I guess the one part I'm a little hazy on is, I know I'll need to install three "plugs" in the extension box openings, but I'm less clear on what kind of connection is appropriate to route the Romex cable into the box, and still maintain its weatherproof integrity. I guess my friends at Lowe's will be able to provide me with the answer, but it's fun to ask folks on the forum for input also. Thanks!


You can't just run the romex into the box with a connector. The entire length of the romex that is outside will have to be in a weatherproof conduit to meet building codes (and it isn't smart to sidestep the code on this particular issue.*). Lowes (or Home Depot, etc...) will carry the grey Schedule 40 PVC outdoor conduit in the same aisle that you'll find that exterior box. Buy as much conduit as your need (you can buy pre-formed 90 deg or 45 deg turns if you need them too!) the fittings and another weatherproof box for your terminnation at the other end of the conduit. Since you'll be pulling romex through the conduit you'll want 3/4" or 1" diameter.

Once you have the counduit in place you run your romex through the conduit and hookup the wires and mount your lighting fixture to the other exterior box. That will give you a weather-tight system all the way to the fixture.

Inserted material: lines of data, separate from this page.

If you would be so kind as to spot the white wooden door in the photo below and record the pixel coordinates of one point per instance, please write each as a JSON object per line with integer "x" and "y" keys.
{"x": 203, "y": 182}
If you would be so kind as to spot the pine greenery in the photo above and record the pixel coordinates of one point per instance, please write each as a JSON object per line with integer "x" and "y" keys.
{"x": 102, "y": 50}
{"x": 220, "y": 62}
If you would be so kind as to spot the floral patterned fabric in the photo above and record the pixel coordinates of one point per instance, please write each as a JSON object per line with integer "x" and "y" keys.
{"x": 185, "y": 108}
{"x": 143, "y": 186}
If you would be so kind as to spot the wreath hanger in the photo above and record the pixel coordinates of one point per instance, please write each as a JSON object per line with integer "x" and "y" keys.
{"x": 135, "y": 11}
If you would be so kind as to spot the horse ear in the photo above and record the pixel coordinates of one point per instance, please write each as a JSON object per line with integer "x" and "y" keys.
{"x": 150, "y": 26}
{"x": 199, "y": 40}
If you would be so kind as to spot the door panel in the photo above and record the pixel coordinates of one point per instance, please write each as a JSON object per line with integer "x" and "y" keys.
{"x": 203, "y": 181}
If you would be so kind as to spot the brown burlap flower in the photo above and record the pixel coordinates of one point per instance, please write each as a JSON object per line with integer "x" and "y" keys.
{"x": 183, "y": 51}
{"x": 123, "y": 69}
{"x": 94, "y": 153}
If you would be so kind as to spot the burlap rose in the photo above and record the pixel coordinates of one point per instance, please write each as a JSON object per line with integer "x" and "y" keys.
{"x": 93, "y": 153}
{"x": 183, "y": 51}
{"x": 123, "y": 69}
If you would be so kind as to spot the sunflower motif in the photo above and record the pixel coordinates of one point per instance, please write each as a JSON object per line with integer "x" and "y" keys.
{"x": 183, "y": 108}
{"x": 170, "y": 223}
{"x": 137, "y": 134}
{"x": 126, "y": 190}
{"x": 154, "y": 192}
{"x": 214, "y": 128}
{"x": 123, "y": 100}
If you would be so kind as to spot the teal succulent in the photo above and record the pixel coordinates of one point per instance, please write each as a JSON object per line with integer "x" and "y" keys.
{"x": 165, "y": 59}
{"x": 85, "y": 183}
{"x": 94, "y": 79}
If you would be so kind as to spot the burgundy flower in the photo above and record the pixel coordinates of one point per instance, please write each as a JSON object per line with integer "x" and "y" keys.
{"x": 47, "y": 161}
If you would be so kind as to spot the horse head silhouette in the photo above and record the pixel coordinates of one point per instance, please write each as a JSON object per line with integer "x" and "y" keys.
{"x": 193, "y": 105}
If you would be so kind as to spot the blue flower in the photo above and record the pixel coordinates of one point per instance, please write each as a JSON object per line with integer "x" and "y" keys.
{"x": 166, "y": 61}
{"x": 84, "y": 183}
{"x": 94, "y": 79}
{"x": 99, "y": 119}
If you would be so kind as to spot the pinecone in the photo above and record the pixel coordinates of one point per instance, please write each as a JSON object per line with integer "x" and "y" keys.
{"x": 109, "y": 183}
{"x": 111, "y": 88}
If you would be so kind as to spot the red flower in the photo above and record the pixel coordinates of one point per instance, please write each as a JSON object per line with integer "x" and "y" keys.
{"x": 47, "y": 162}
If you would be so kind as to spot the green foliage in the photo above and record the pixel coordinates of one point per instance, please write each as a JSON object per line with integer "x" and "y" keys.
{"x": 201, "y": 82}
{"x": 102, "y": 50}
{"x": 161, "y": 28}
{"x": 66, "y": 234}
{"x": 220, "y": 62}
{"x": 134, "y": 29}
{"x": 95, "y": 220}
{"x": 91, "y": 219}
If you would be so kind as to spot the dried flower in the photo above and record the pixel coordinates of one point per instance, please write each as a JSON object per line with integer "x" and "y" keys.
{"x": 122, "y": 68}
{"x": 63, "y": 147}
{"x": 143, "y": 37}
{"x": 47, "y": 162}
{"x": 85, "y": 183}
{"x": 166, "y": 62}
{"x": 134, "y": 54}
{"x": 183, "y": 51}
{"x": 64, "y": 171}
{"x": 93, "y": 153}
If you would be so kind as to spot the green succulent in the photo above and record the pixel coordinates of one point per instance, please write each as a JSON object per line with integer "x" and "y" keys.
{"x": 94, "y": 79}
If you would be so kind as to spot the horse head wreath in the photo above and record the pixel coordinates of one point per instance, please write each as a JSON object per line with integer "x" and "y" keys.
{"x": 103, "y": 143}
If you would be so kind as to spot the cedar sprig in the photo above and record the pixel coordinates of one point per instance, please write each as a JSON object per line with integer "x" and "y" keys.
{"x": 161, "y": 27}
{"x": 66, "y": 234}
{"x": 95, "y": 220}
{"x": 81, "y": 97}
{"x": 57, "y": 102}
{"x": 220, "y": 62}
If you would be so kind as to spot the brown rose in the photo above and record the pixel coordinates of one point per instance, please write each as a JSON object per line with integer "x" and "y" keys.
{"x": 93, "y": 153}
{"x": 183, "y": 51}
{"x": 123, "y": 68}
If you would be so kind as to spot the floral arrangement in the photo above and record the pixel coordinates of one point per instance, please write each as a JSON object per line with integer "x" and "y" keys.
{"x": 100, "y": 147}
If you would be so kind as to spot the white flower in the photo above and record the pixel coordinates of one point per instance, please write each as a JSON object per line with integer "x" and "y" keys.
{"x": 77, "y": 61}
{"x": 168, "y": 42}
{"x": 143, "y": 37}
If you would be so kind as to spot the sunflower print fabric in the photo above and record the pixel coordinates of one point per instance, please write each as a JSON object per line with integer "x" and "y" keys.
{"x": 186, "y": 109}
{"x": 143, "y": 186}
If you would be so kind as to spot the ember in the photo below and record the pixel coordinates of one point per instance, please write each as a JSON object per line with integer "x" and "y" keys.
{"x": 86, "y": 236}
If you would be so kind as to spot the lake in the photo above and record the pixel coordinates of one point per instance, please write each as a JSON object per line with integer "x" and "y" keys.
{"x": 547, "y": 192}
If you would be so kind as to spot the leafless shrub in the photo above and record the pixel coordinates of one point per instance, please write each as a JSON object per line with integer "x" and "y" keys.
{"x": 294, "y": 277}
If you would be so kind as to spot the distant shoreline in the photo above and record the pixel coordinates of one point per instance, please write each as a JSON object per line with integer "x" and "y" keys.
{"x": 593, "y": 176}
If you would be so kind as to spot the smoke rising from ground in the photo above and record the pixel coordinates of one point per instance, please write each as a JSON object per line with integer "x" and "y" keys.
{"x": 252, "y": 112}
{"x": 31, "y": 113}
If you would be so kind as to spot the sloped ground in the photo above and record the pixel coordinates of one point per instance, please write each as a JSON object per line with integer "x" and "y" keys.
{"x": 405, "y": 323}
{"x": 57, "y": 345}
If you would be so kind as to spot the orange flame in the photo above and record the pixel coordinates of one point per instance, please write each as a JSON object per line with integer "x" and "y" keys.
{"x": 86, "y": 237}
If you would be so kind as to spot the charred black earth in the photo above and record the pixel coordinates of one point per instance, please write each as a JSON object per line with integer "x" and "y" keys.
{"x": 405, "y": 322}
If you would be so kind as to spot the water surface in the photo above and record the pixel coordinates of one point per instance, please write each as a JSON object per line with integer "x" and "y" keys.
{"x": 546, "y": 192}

* You REALLY do want to have that romex in a conduit. The romex has insulation but that is for electrical purposes and exposure to the elements will impact it fairly quickly. That insulation also offers NO physical protection to the wires. If someone bumps the wires with a hedge trimmer, garden shears, etc... they'll cut right through and zap themselves. The conduit is mandated in the building code for a reason and this one is completely legit.
0 Replies
 
CDobyns
 
  1  
Reply Sun 16 Nov, 2008 01:54 pm
@CDobyns,
Just as a follow-up to this original posting, I thought it would be beneficial to post some pictures that show a little "before" and "after" - regarding the installation of the weatherproof box, which now includes conduit running into the box, for the floodlight wiring.

http://i195.photobucket.com/albums/z319/CGDobyns/100_2343.jpg

http://i195.photobucket.com/albums/z319/CGDobyns/100_2344.jpg

The exterior weatherproof extension box all went together very easily. Strangely, the most troublesome part was running the floodlight wiring up (or down) through the wall space behind the outside outlet and then up into the electrical switchbox on the interior wall. Although the vertical distance seemed to be no more than about three feet, no amount of "fishing" with a coat hanger ever seemed to be successful. Only after taping two coat hangers together was I able to fish through to the bottom outlet and pull the connecting wire. Speaking of fishing, hopefully this installation meets with fishin's standards - since he is (thankfully) the collective code of standards conscience for this board.